Knowing d't, and d"t = dt-d't, you can repeat the position calculation on Pi and Pj using dx*d't/dt etc. and obtain the exact position P of particles i and j at the instant of collision; you update speeds, then integrate it for the remaining d"t and get the positions at the end of time dt.
Note that if we stopped here this method would break if a three-particle collision took place, and would only handle two-particle collisions.
So instead of running the calculations we just mark that a collision occurred at d't for particles (i,j), and at the end of the run, we save the minimum d't at which a collision occurred, and between whom.
I.e., say we check particles 25 and 110 and find a collision at 0.7 dt; then we find a collision between 110 and 139 at 0.3 dt. There are no collisions earlier than 0.3 dt.
We enter collision updating phase, and "collide" 110 and 139 and update their position and speed. Then repeat the 2*(N-2) calculations for each (i, 110) and (i, 139).
We will discover that there probably still is a collision with particle 25, but now at 0.5 dt, and maybe, say, another between 139 and 80 at 0.9 dt. 0.5 dt is the new minimum, so we repeat collision calculation between 25 and 110, and repeat, suffering a slight "slow down" in the algorithm for each collision.
Thus implemented, the only risk now is that of "ghost collisions", i.e., a particle is at D > diameter from a target at time t-dt, and is at D > diameter on the other side at time t.
This you can only avoid by choosing a dt so that no particle ever travels more than half its own diameter in any given dt. Actually, you might use an adaptive dt based on the speed of the fastest particle. Ghost glancing collisions are still possible; a further refinement is to reduce dt based on the nearest distance between any two particles.

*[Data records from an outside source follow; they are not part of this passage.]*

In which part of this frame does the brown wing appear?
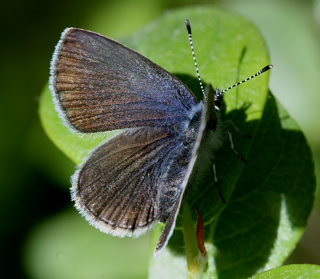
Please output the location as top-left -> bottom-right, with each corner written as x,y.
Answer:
50,28 -> 197,132
72,127 -> 179,236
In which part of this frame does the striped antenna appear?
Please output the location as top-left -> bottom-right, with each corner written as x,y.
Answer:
185,19 -> 206,98
221,65 -> 273,94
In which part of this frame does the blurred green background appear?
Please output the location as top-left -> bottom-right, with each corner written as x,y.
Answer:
0,0 -> 320,279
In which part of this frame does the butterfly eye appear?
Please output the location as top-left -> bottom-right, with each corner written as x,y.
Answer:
183,128 -> 195,145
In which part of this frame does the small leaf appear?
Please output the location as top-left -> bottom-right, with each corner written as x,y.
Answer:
250,264 -> 320,279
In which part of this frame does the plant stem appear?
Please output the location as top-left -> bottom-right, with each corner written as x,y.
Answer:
182,203 -> 207,279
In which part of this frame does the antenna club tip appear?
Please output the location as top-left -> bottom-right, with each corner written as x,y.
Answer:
185,19 -> 191,34
260,64 -> 274,74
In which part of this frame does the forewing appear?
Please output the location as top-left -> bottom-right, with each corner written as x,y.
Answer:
72,127 -> 179,236
51,28 -> 197,132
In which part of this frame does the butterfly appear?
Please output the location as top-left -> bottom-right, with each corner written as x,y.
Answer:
50,18 -> 269,251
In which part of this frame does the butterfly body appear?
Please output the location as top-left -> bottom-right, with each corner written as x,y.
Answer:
50,28 -> 222,253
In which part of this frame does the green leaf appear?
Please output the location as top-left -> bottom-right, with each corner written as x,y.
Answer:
40,4 -> 315,279
24,209 -> 150,279
251,264 -> 320,279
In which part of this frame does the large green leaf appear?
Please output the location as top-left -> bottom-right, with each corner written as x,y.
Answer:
40,7 -> 315,278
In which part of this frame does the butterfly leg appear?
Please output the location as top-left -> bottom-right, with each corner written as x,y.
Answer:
226,131 -> 248,163
212,162 -> 227,204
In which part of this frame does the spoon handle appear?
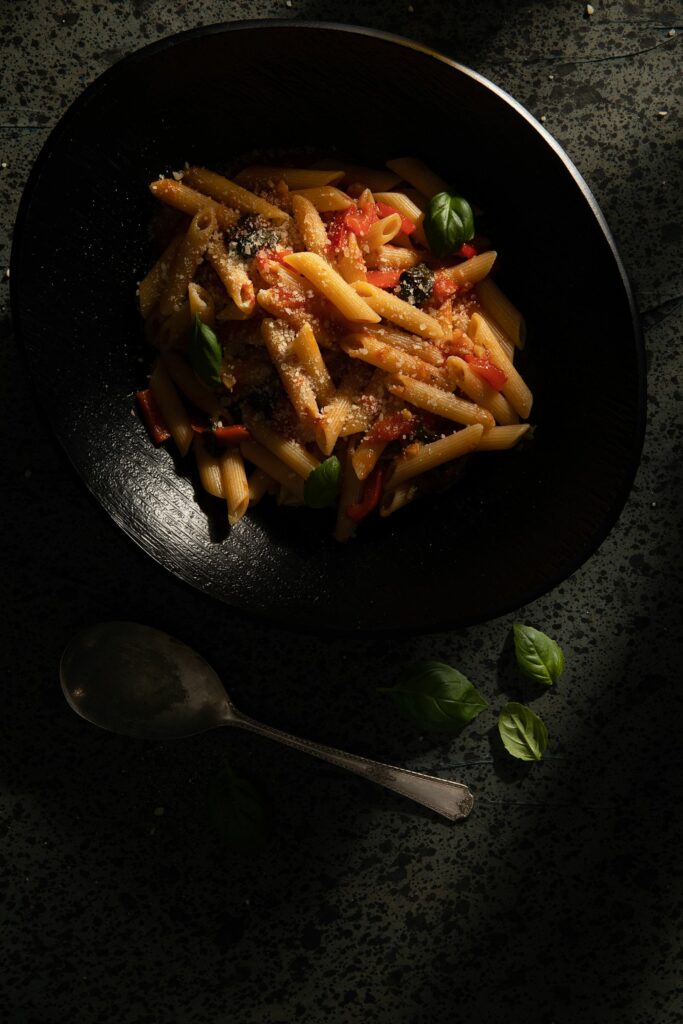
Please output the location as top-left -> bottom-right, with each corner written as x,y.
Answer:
230,713 -> 474,821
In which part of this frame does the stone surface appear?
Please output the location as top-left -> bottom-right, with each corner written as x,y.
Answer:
0,0 -> 683,1024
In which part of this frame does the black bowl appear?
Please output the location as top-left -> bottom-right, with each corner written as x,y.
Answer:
10,22 -> 644,631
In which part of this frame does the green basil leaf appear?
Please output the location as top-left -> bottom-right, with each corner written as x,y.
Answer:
512,623 -> 564,686
380,662 -> 488,731
423,191 -> 474,257
303,455 -> 341,509
208,765 -> 266,851
498,700 -> 548,761
187,313 -> 223,387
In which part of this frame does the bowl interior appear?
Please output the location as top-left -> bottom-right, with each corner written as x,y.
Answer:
11,23 -> 643,630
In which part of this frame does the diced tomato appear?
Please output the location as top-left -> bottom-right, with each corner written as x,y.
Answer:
365,413 -> 416,442
344,466 -> 384,522
432,270 -> 460,306
344,203 -> 379,239
366,270 -> 401,288
135,388 -> 171,444
456,242 -> 479,259
464,352 -> 508,391
375,203 -> 415,234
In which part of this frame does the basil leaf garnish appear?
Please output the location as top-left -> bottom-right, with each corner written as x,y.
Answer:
187,313 -> 223,387
380,662 -> 488,731
512,623 -> 564,686
423,191 -> 474,257
498,700 -> 548,761
303,455 -> 341,509
208,765 -> 266,851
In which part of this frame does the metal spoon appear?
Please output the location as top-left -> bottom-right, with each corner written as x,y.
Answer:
59,623 -> 474,821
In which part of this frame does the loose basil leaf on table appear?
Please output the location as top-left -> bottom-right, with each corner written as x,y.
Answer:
423,191 -> 474,258
379,662 -> 488,732
208,765 -> 266,851
512,623 -> 564,686
303,455 -> 341,509
187,313 -> 223,387
498,700 -> 548,761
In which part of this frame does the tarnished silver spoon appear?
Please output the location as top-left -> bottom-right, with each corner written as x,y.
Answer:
59,623 -> 474,821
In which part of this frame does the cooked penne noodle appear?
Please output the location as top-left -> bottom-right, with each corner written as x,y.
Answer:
219,447 -> 250,526
335,234 -> 366,285
477,423 -> 530,452
375,191 -> 427,246
244,409 -> 321,475
292,194 -> 328,256
362,324 -> 443,367
182,167 -> 289,224
193,434 -> 225,498
315,365 -> 366,456
334,445 -> 362,542
351,437 -> 387,480
285,253 -> 381,324
240,440 -> 303,501
339,332 -> 449,388
261,319 -> 319,428
150,178 -> 240,230
468,313 -> 533,420
187,281 -> 216,328
385,423 -> 483,490
366,246 -> 423,270
207,236 -> 256,316
150,362 -> 194,455
137,234 -> 182,319
292,185 -> 353,213
161,351 -> 220,419
233,164 -> 344,189
387,375 -> 496,427
445,355 -> 518,424
159,207 -> 217,316
292,324 -> 335,404
440,250 -> 498,285
386,157 -> 449,200
136,151 -> 532,541
249,469 -> 278,505
349,281 -> 443,338
366,213 -> 400,252
475,278 -> 526,348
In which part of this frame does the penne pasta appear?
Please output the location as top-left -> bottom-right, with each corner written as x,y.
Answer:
349,281 -> 443,338
285,253 -> 381,324
182,167 -> 289,224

This way, it is true that the algorithm slows down considerably in the vicinity of a collision, but it speeds up enormously when collisions aren't likely. If the minimum distance (which we calculate at almost no cost during the loop) between two particles is such that the fastest particle (which also we find out at almost no cost) can't cover it in less than fifty dts, that's a 4900% speed increase right there.
Anyway, in the no-collision generic case we have now done five sums (actually more like thirty-four due to array indexing), three products and several assignments for every particle couple. If we include the (k,k) couple to take into account the particle update itself, we have a good approximation of the cost so far.

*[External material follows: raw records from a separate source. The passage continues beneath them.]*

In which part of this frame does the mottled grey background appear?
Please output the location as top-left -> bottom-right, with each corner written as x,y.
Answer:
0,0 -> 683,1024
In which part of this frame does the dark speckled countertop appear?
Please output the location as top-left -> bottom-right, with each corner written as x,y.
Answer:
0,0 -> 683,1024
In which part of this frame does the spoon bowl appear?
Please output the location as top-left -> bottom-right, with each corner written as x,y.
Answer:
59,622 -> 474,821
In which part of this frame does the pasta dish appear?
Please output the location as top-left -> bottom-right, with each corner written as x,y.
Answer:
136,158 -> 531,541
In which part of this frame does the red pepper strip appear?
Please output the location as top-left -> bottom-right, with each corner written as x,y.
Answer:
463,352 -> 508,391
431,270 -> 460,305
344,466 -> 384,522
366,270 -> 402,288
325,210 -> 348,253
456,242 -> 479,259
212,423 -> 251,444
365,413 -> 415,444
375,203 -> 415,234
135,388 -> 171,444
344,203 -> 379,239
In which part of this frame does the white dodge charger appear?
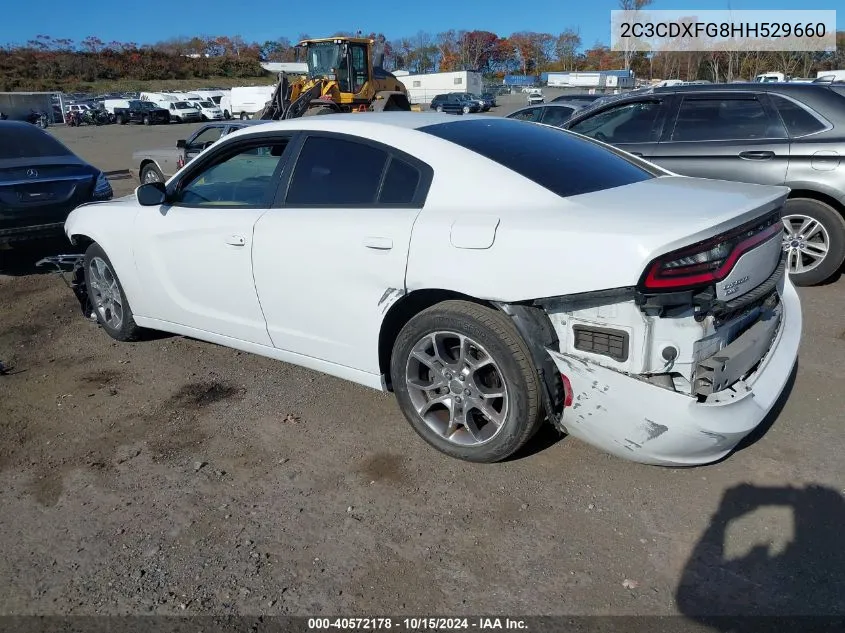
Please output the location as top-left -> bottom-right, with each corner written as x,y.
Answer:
65,112 -> 801,465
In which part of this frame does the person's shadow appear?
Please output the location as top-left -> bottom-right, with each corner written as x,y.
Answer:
675,484 -> 845,633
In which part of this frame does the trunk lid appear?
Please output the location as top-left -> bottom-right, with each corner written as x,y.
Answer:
0,157 -> 98,228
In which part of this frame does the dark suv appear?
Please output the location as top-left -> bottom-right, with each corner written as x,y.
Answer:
562,83 -> 845,286
431,92 -> 481,114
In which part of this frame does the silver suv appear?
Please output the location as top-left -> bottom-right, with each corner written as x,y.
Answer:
562,83 -> 845,286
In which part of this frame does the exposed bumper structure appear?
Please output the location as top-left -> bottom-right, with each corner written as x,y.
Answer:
550,277 -> 802,466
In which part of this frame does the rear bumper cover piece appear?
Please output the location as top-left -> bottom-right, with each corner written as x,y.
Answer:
549,276 -> 802,466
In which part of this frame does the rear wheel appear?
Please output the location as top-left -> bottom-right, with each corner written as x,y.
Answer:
85,242 -> 142,341
391,301 -> 543,462
783,198 -> 845,286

This method has the advantage of being O(N^2) - it scales with the number of particles - instead of being O(M^3) - scaling with the volume of space involved.
I'd expect a C program on a modern processor to be able to manage in real time a number of particles in the order of the tens of thousands.
P.S.: this is actually very similar to Nicolas Repiquet's approach, including the necessity of slowing down in the 4D vicinity of multiple collisions.